Data published last week showed the economy shrank by 0.5pc in the last three months of 2010. However, data yesterday showed British factories enjoyed a record-breaking start to 2011, while contruction - hard hit by the snow - appears to have bounced.
Rising sales at home and abroad helped manufacturing activity to expand in January at the fastest pace in the 19 years, according the the Markit/CIPS PMI manufacturing survey on Monday.
Both the flow of new orders and the number of jobs grew at record-breaking rates, while production rose at the fastest pace since the mid-1990s, confirming the sector as the recovery's success story.
Today the PMI construction survey showed activity returned to growth in January, helped by better weather and a rise in new business. The Markit/CIPS PMI construction activity index rose to 53.7 in January from December's reading of 49.1, which had been the first fall in 10 months, due to heavy snowfall.
Markit said construction companies' expectations for the coming year rose to an eight-month high. However, employment continued to fall and Markit said the outlook for further growth in the sector was muted.
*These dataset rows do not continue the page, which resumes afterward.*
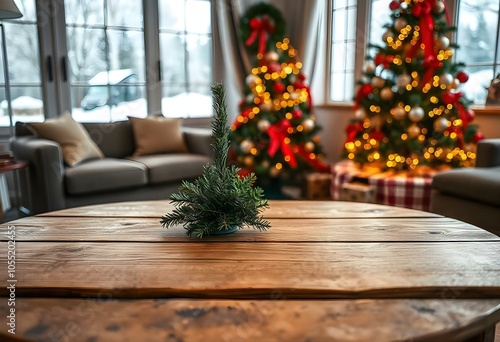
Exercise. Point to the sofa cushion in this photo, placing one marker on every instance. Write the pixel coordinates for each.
(115, 140)
(480, 184)
(173, 167)
(104, 175)
(154, 135)
(75, 141)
Jeremy Cook, chief economist at foreign exchange brokers World First, said it was encouraging news for the construction sector. "This obviously follows the good manufacturing figures we saw yesterday, but all eyes are on tomorrow's service sector release," he said.
Ross Walker, economist at RBS, said: "Some of this was just a sort of base effect distortion in all probability - but it does suggest that the snow was a blip and we have got back to levels of activity above the pre-weather disrupted period."
While the pound rose, gilt and short sterling futures fell as investors bet on the prospect that a return to growth increased the likelihood of a rate hike from the Bank of England.
In a sign the central bank is inching closer to tightening policy, Deputy Governor Charles Bean said it may be forced to raise rates if commodity prices continue to climb and inflation becomes embedded, while long-standing board member Andrew Sentance said the bank risked losing its inflation-fighting credibility if it did not act soon.
Inflation is running at 3.7pc, almost double the target.
In a report produced with Barclays Capital and Barclays Wealth, the IFS said any gains from additional improvements in public finances should be banked.
It identified two main risks to government deficit reduction plans - slower growth and the difficulty in carrying out spending cuts.
Under Barclays' worst-case "pessimistic scenario", public sector net debt would still be rising in 2015-2016.
The Conservative-led coalition has been criticised for a failure to come up with a "Plan B", should the economy run into trouble in coming months.
The IFS endorsed this call, saying that having alternative plans to hand could be useful.
It urged the government to review its spending settlements in a couple of years' time.